An archived version of a PW hosted discussion on the Google Book Settlement is available (PW):
In a webinar first, the leaders involved with the crafting of the Google Library Project Settlement will share with the publishing industry the benefits of the agreement for publishers and authors. If approved by the Court in October, the agreement will create one of the most far-reaching intellectual, cultural, and commercial platforms for access to digital books for the reading public, while granting publishers unprecedented opportunities and protections. Presented in collaboration with Google, The Association of American Publishers, and Publishers Weekly, the web session is a must-attend event for publishers everywhere.

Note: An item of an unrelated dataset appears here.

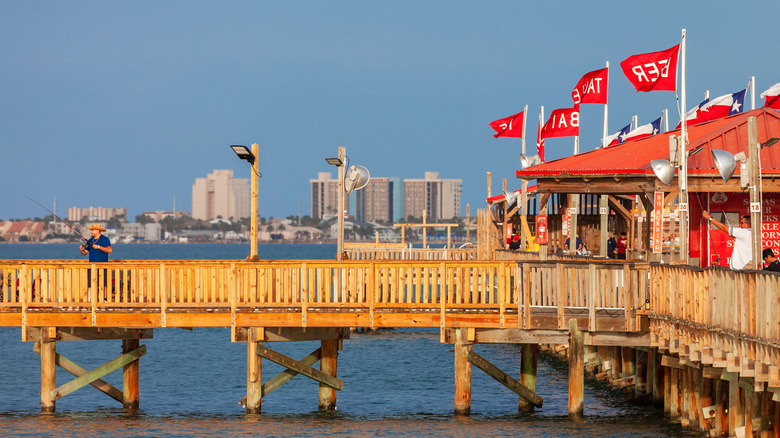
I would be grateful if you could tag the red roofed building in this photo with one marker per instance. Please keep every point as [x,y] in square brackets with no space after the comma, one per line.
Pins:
[625,170]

Ghostwritten scholarly 'research' papers may be a larger issue than first thought. Afterall, its not something you would promote (NYT):
The ghostwritten papers were typically review articles, in which an author weighs a large body of medical research and offers a bottom-line judgment about how to treat a particular ailment. The articles appeared in 18 medical journals, including The American Journal of Obstetrics and Gynecology and The International Journal of Cardiology.
The articles did not disclose Wyeth’s role in initiating and paying for the work.
Elsevier, the publisher of some of the journals, said it was disturbed by the allegations of ghostwriting and would investigate.The documents on ghostwriting were uncovered by lawyers suing Wyeth and were made public after a request in court from PLoS Medicine, a medical journal from the Public Library of Science, and The New York Times.